Jest to bardzo ważne wydarzenie zarówno dla rynku giełdowego, jak i rynku kryptowalut i dodatkowo zbiegło się w czasie z niemal rekordowymi poziomami tej kryptowalut. Dzisiaj można już powiedzieć, że sentyment doprowadził do wyznaczenia nowych maksimów na Bitcoinie.

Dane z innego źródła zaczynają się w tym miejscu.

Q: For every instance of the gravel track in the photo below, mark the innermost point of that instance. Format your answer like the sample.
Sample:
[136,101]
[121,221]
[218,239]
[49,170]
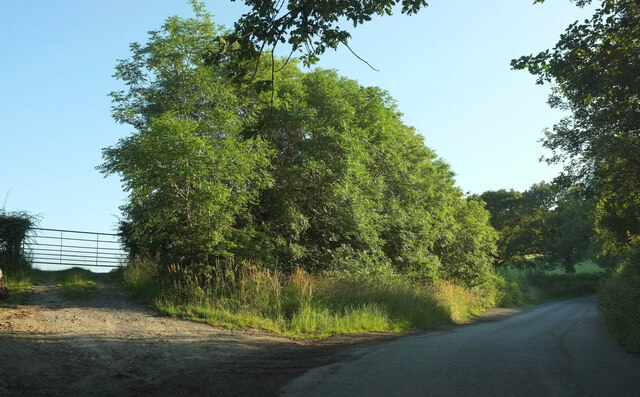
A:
[108,345]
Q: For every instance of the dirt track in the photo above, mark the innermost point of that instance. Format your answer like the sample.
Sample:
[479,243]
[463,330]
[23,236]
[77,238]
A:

Euforia na rynku związana z pierwszym ETF w USA związanym z Bitcoinem jest naprawdę bardzo duża. Chociaż sam fundusz nie inwestuje bezpośrednio w kryptowaluty, a w kontrakty terminowe, to jednak nastroje na rynku są naprawdę bardzo dobry. ETF prowadzony przez ProShares o tickerze BITO zyskał 4% podczas pierwszej sesji i dzisiaj ten ruch jest kontynuowany. Te dobre nastroje doprowadziły do tego, że Bitcoin sięgnął już ponad 66 tysięcy dolarów, przebijając poprzednie rekordy z kwietnia o niemal 2 tysiące dolarów. Pomimo tego, że nie jest to bezpośrednia inwestycja w kryptowaluty, to jednak daje możliwość inwestycji dla nowych inwestorów. Mamy w tym wypadku nie tylko firmy, które wcześniej obawiały się inwestycji bezpośrednio w kryptowaluty, ale również np. fundusze emerytalne. W momencie, kiedy na rynek wejdą kolejne ETFY, inwestujące już bezpośrednio, aktywa cyfrowe mogą zyskać kolejną rzeszę klientów.

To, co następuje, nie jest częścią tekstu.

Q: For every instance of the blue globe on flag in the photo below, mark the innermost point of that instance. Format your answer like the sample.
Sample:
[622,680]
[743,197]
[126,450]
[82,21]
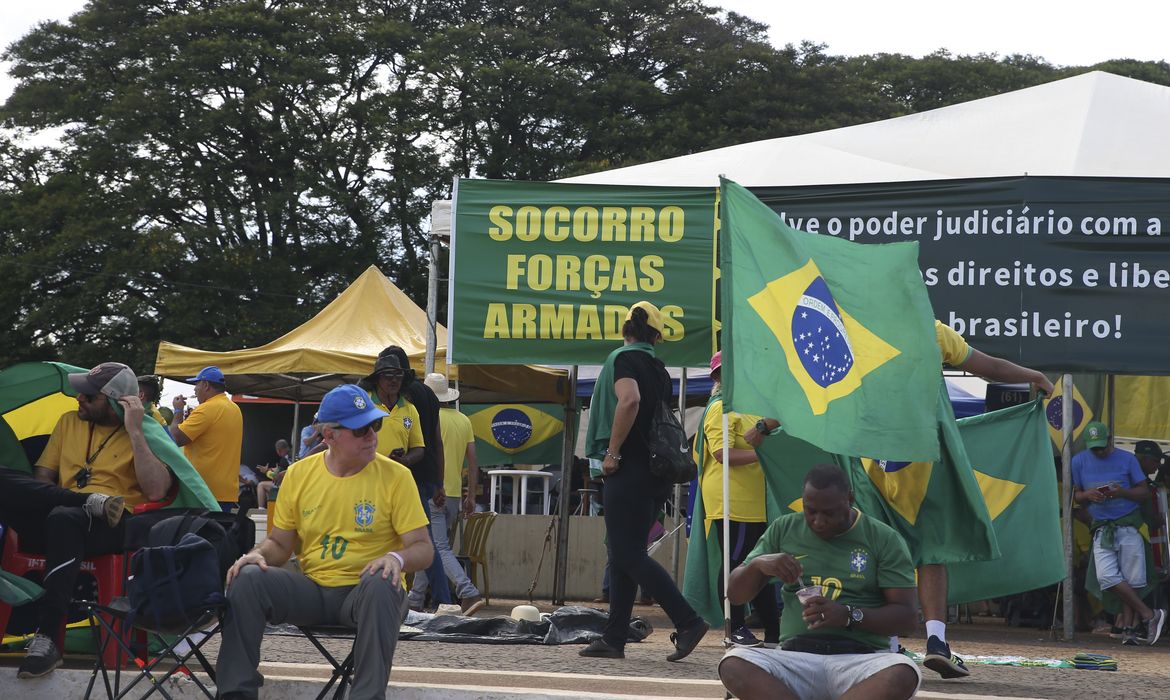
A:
[511,429]
[819,336]
[1055,412]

Z innych ważnych rzeczy warto przytoczyć wyniki Netflixa, które pomimo tego, że były lepsze od oczekiwań, to jednak doprowadziły do straty podczas początku dzisiejszej sesji. Spółka zarobiła 3,19 dolara na akcję, co jest wynikiem znacznie powyżej oczekiwań rynkowych na poziomie 2,56 dolara na akcję. Serwis odnotował wzrost liczby abonentów o 4,4 miliona, przy oczekwianiach zakładających tylko 3,84 miliona. Netflix zakończył trzeci kwartał z 213,56 mln abonentami na całym świecie i ogłosił, że będzie stosował nowe metody pomiaru oglądalności. Firma zacznie raportować godziny oglądania zamiast liczby kont, które są online. Warto dodać również, że spółka oczekuje, że zyski związane z ostatnim serialem, który okazał się hitem – Squid Game, mogą sięgnąć nawet 1 mld dolarów, przy wkładzie na poziomie zaledwie kilkudziesięciu milionów dolarów.
Sesja giełdowa przebiega dzisiaj w dobrych nastrojach, choć wzrosty w Europie są raczej ograniczone. DAX znajduje się niewiele nad kreską, natomiast wzrosty na Wall Street wynoszą od 0,2 do 0,4%. WIG20 traci na koniec sesji 0,2%.